As I wrote last week, HHSC announced that will wait to convert the Medicaid Women’s Health Program to a fully state-funded program. Still, the rules that would run the state-funded program exclude Planned Parenthood, jeopardizing access for so many eligible Texas women. It’s worth noting that yesterday, a Travis County judge ruled that Planned Parenthood can remain in the program for now. You can read more about that here.
CPPP had serious concerns about the program rules as initially proposed.  In addition to excluding Planned Parenthood, the largest provider of services in WHP, the proposed rule placed onerous restrictions on participating providers that would have dramatically reduced the number of providers who would participate in program, leaving eligible women without access to check-ups, family planning, and contraception.  The final rules removed the gag rule that would have kept doctors from talking about abortion with their patients, even women who are not enrolled in WHP.
One thing that didn’t change in the final rules is the exclusion of Planned Parenthood.
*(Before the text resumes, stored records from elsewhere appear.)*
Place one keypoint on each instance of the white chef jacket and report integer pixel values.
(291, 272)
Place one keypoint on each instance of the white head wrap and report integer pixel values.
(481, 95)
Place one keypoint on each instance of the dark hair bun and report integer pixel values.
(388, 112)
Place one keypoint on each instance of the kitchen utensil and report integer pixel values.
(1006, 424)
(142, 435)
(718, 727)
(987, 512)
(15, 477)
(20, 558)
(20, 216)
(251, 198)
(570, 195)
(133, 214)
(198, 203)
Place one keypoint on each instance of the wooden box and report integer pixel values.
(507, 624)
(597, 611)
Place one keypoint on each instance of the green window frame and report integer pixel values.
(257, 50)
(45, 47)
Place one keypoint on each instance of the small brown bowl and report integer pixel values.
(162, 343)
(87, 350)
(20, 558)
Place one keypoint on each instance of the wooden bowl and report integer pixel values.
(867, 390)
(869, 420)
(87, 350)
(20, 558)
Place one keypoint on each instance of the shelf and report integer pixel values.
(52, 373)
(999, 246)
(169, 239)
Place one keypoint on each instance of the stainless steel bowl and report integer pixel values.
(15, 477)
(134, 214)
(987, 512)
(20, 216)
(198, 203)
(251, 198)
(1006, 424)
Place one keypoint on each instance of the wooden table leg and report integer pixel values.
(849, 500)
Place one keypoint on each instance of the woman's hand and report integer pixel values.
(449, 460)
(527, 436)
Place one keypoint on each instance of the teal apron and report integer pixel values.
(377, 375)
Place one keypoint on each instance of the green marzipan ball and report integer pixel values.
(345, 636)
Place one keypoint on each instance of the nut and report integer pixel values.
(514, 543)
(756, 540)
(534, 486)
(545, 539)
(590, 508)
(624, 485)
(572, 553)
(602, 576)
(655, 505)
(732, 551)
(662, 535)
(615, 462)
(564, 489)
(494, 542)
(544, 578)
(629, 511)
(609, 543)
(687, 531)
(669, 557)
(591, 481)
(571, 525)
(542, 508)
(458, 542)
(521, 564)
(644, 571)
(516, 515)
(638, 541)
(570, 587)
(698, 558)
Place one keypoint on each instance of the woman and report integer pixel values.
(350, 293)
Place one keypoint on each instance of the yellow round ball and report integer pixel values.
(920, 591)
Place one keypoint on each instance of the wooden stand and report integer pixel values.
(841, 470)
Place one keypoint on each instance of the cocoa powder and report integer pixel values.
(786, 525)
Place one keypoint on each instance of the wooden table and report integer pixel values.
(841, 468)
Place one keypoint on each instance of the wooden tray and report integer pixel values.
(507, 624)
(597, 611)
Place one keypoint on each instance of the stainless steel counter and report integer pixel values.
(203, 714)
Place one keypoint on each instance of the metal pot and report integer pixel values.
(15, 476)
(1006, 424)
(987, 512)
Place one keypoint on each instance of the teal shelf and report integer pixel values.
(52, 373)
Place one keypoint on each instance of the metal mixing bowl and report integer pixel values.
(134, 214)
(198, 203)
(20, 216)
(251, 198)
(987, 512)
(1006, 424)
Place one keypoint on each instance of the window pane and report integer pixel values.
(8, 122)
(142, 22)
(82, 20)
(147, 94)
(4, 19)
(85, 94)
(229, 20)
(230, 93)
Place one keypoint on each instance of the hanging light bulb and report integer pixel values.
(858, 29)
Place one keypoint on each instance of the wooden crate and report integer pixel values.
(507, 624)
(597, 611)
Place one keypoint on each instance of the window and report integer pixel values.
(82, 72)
Research shows providers that would remain in the program would not have the capacity to care for the tens of thousands of former Planned Parenthood clients.
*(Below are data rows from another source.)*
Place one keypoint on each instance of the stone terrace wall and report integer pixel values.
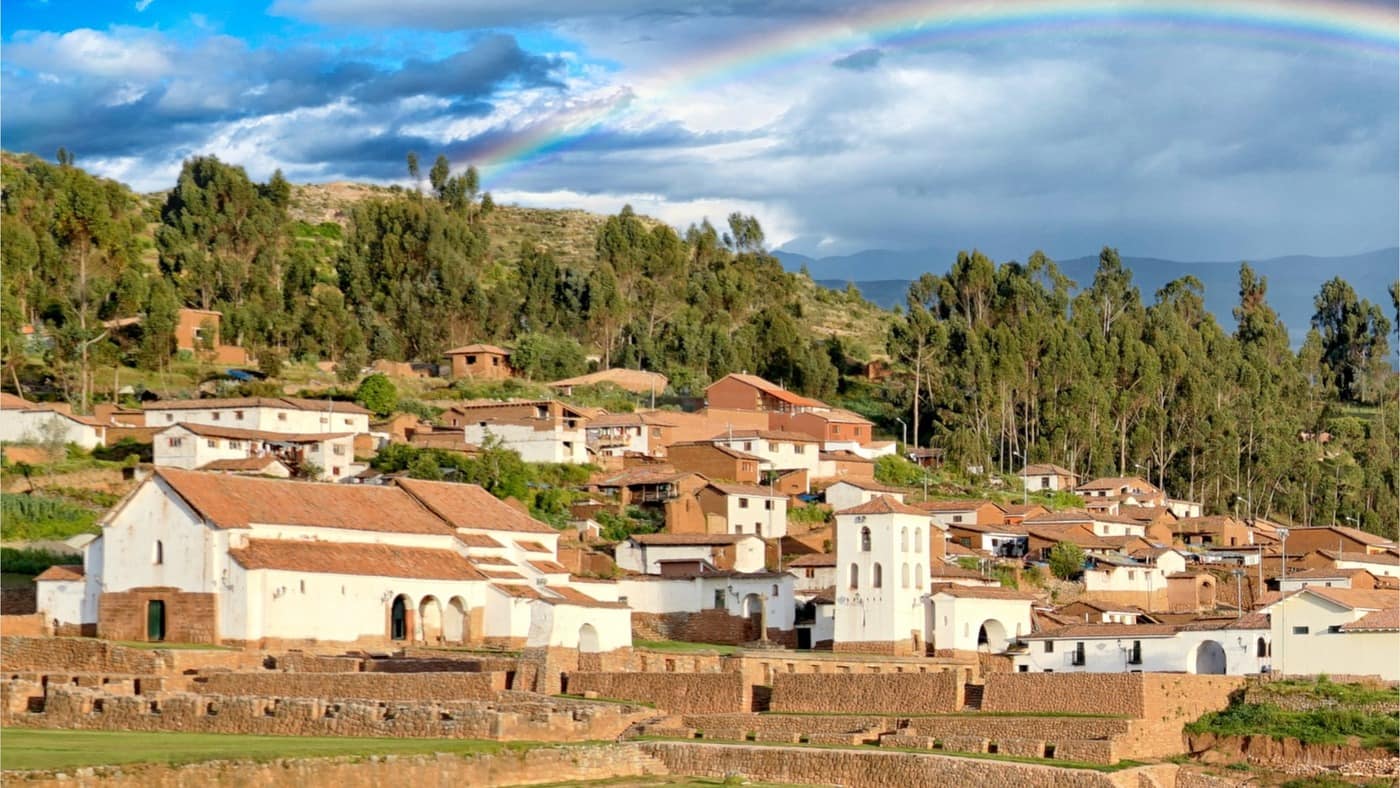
(682, 693)
(510, 767)
(868, 769)
(76, 655)
(354, 686)
(882, 693)
(25, 704)
(1073, 693)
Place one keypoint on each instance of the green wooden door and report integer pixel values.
(156, 620)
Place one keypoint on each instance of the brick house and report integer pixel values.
(486, 361)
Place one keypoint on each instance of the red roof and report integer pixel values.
(471, 505)
(353, 559)
(237, 501)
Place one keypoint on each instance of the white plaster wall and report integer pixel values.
(151, 514)
(958, 620)
(31, 427)
(1320, 651)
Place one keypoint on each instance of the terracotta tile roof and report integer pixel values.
(471, 505)
(476, 347)
(1355, 598)
(734, 489)
(772, 389)
(1381, 620)
(814, 560)
(688, 539)
(1047, 470)
(966, 505)
(1096, 631)
(1388, 559)
(577, 598)
(62, 573)
(882, 505)
(280, 402)
(636, 381)
(353, 559)
(518, 591)
(237, 501)
(248, 463)
(266, 435)
(478, 540)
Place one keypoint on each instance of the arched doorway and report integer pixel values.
(454, 620)
(399, 617)
(430, 620)
(991, 636)
(1210, 658)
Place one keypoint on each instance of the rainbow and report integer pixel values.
(1369, 28)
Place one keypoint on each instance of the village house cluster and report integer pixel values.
(220, 543)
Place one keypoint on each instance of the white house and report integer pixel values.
(193, 445)
(1337, 630)
(1236, 647)
(968, 617)
(814, 573)
(881, 560)
(24, 421)
(646, 553)
(849, 493)
(272, 414)
(212, 557)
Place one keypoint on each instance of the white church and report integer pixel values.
(205, 557)
(886, 601)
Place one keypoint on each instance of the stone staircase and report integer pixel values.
(972, 697)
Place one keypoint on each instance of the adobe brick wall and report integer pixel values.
(1074, 693)
(189, 617)
(79, 655)
(356, 686)
(508, 767)
(872, 769)
(706, 626)
(884, 693)
(517, 717)
(681, 693)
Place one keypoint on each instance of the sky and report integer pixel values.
(1250, 130)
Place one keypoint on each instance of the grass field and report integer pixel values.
(27, 749)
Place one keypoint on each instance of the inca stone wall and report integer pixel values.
(681, 693)
(882, 693)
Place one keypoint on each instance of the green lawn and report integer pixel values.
(31, 749)
(682, 647)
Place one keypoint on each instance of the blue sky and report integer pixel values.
(1165, 142)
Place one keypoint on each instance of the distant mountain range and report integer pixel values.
(884, 276)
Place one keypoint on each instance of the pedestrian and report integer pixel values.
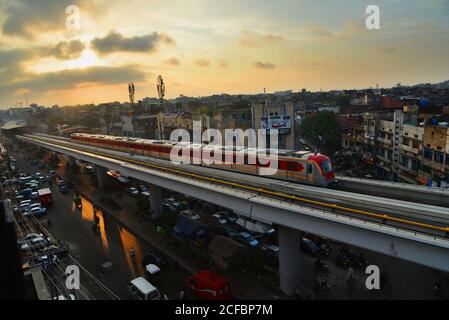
(181, 294)
(132, 254)
(350, 277)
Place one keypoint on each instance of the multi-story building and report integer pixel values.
(273, 114)
(435, 156)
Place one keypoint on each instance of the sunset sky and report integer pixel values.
(203, 47)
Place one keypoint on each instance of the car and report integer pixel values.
(248, 239)
(231, 216)
(190, 214)
(153, 258)
(30, 237)
(271, 249)
(309, 247)
(230, 231)
(220, 219)
(133, 192)
(25, 192)
(35, 205)
(63, 188)
(35, 243)
(34, 195)
(172, 205)
(24, 207)
(36, 211)
(65, 297)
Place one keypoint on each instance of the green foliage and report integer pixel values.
(143, 203)
(342, 100)
(322, 124)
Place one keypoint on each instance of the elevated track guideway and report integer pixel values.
(410, 231)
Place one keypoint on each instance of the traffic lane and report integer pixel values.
(112, 243)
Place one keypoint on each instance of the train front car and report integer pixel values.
(326, 169)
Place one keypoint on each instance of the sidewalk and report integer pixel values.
(243, 286)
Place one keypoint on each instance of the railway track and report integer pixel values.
(412, 219)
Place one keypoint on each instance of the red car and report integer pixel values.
(210, 286)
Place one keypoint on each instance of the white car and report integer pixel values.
(133, 192)
(35, 243)
(36, 211)
(190, 214)
(220, 219)
(271, 249)
(30, 237)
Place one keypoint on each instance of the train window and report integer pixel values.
(310, 169)
(292, 166)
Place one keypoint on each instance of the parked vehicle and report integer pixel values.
(36, 211)
(142, 289)
(271, 249)
(190, 214)
(230, 216)
(210, 286)
(143, 189)
(248, 239)
(309, 247)
(133, 191)
(153, 258)
(229, 231)
(46, 197)
(220, 219)
(63, 188)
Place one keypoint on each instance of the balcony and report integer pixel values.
(382, 158)
(406, 148)
(384, 141)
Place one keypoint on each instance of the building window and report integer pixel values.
(415, 164)
(405, 162)
(428, 153)
(439, 156)
(390, 155)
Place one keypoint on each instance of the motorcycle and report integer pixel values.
(322, 284)
(321, 266)
(342, 261)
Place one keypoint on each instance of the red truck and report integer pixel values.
(45, 197)
(210, 286)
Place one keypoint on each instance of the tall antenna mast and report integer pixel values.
(160, 89)
(132, 91)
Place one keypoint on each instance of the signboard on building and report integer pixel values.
(275, 122)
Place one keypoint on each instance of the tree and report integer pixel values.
(342, 100)
(322, 130)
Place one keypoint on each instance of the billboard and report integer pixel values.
(275, 122)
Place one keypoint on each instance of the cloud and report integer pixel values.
(67, 50)
(172, 61)
(29, 18)
(263, 65)
(388, 50)
(68, 79)
(115, 42)
(202, 63)
(253, 39)
(319, 31)
(221, 63)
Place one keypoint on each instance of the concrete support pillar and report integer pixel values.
(156, 200)
(72, 162)
(289, 259)
(101, 176)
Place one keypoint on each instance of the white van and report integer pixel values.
(141, 289)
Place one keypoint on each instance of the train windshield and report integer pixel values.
(326, 165)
Key changes to the final rules:
Changes to the rules as adopted for the DSHS fully GR-funded Texas Women’s Health Program

  • The fiscal note (cost projection) was updated to show the 5-year costs of program (the rules no longer assume an adult Medicaid expansion will replace WHP in 2014).  TWHP is projected to cost about $45 million in state GR per year.
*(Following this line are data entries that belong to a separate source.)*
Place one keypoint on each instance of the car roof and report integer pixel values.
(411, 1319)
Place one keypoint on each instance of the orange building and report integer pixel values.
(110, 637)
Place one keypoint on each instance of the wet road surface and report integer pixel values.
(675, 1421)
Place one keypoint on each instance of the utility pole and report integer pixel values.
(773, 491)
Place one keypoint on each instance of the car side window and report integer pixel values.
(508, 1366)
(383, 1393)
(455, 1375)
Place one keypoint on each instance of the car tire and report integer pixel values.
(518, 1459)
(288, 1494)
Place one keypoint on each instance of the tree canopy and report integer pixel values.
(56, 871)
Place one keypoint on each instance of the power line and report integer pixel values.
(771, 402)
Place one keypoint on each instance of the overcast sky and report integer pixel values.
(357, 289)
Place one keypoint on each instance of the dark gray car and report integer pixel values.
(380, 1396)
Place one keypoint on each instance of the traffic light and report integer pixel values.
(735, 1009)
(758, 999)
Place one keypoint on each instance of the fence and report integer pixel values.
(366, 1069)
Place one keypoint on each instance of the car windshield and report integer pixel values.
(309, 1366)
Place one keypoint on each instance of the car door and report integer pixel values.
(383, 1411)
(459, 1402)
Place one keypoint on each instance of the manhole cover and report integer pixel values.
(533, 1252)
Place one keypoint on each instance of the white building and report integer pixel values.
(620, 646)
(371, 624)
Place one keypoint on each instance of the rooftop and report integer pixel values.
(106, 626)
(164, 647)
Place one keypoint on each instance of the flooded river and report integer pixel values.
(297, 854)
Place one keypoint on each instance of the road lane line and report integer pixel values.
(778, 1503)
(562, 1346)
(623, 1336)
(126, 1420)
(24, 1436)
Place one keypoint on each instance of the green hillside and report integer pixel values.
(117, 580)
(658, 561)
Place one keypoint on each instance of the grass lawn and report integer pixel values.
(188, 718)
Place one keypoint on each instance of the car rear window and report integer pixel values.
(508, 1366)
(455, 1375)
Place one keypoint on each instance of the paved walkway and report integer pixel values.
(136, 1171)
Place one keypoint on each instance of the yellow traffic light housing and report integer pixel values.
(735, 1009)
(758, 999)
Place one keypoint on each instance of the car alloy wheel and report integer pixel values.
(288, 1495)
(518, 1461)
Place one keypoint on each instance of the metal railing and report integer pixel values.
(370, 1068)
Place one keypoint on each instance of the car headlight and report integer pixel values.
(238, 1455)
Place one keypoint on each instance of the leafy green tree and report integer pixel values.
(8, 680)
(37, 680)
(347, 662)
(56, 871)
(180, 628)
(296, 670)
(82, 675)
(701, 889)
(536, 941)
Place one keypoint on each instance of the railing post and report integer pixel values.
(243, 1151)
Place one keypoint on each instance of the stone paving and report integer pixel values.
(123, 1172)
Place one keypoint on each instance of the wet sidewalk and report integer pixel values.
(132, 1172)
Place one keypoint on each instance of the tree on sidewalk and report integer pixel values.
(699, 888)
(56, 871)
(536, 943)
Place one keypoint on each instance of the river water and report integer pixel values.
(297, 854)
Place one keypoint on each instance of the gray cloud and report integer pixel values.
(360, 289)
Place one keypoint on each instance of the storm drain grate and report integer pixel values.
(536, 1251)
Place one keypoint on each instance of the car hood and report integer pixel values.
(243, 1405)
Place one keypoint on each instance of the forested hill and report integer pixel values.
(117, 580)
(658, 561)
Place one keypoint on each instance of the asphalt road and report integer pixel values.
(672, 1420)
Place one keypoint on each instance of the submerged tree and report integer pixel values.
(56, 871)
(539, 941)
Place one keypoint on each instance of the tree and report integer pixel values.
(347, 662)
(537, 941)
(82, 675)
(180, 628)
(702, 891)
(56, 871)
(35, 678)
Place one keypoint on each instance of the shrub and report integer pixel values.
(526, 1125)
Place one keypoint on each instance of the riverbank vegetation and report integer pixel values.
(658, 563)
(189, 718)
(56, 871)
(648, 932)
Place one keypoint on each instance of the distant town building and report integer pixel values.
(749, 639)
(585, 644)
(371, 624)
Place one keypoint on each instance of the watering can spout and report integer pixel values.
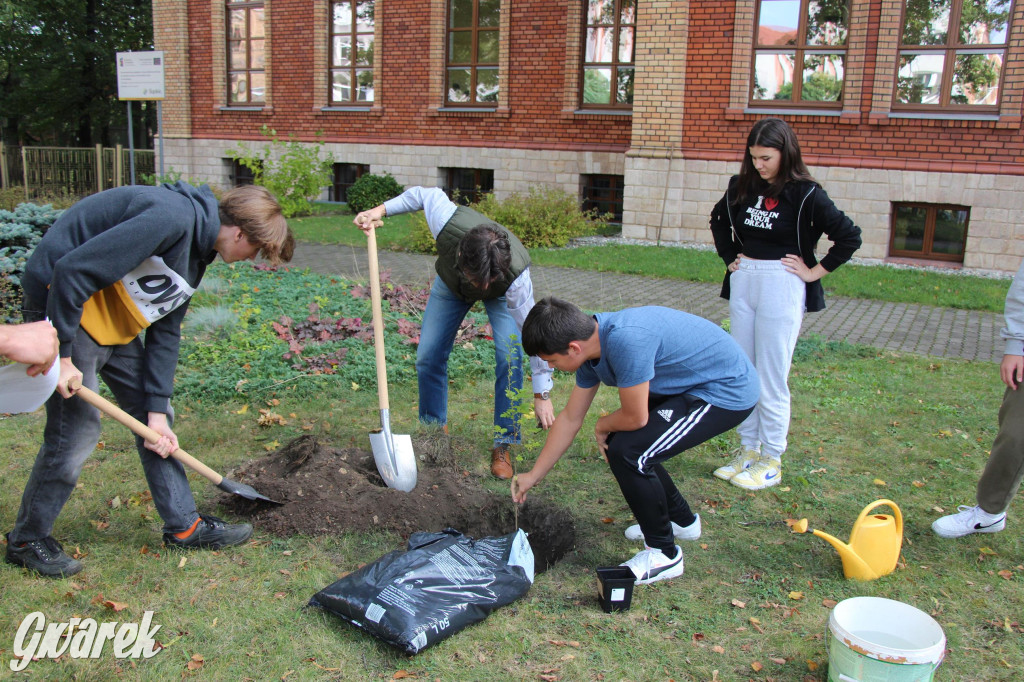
(853, 565)
(875, 542)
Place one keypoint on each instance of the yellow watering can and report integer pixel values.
(875, 542)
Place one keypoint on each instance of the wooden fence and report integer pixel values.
(48, 171)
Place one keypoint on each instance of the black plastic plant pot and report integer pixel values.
(614, 588)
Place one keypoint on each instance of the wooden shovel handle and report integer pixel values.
(375, 298)
(144, 431)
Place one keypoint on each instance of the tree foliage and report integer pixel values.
(58, 74)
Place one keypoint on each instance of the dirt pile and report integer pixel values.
(326, 491)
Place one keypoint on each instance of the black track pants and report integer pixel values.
(676, 423)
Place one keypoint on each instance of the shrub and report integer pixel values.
(20, 230)
(545, 217)
(293, 171)
(370, 190)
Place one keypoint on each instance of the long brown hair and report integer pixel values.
(777, 134)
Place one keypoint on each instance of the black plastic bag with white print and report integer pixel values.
(442, 583)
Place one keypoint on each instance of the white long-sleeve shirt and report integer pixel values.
(438, 209)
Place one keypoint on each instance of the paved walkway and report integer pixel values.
(898, 327)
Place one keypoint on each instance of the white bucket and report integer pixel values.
(871, 639)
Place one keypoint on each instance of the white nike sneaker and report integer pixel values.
(743, 459)
(691, 531)
(650, 565)
(764, 473)
(968, 520)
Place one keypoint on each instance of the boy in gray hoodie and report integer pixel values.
(114, 264)
(1001, 477)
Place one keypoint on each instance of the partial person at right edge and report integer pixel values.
(766, 228)
(1005, 469)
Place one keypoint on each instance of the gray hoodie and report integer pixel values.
(104, 237)
(1014, 315)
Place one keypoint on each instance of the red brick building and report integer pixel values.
(908, 113)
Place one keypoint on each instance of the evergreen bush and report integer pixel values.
(370, 190)
(20, 230)
(546, 217)
(293, 171)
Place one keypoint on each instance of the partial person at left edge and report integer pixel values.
(114, 264)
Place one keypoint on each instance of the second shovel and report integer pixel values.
(393, 454)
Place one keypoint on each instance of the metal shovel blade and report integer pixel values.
(243, 491)
(393, 456)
  • §39.33(1) Definition of affiliate.  Amended to make clear that a doctor’s participation in a physician group practice where a member performs abortion doesn’t prevent other doctors in the practice from participating in TWHP.
  • § 39.33(8) Definition of elective abortion.  Expanded to include an exceptions: (1) where continuing the pregnancy puts the mom at risk of major physical harm, as certified by a doctor, and (2) in the case of severe fetal abnormality that is incompatible with life outside of the womb.  Doctors can perform abortions in these cases (also in cases of rape, incest, or risk of life of the mother) and participate in WHP.
  • §39.38(c).  Defining “promote.”  The gag rule was removed.  In the new rule, it appears that non-directive counseling and referral on abortion are now allowed, but providers cannot take affirmative action to secure an elective abortion for a WHP client (such as making the appointment or negotiating a fee).  Providers can give, “upon the patient’s request, neutral, factual information and nondirective counseling, including the name, address, telephone numbers, and other relevant information about a provider.”
  • §39.45 severability. The following “poison pill” language was added: “(d) Accordingly, to the extent that §39.33(1) [definition of affiliate] of this title, §39.38 [restrictions on participating providers] of this title, or this section [severability] is determined by a court of competent jurisdiction to be unconstitutional or unenforceable, or to the degree an official or employee of DSHS, the Health and Human Services Commission, or the State of Texas is enjoined from enforcing these sections, the department shall regard this entire subchapter as invalid and unenforceable and shall cease operation of the program.”  Translated, that means that if courts decide that Texas actions to exclude Planned Parenthood are unconstitutional, DSHS will end WHP.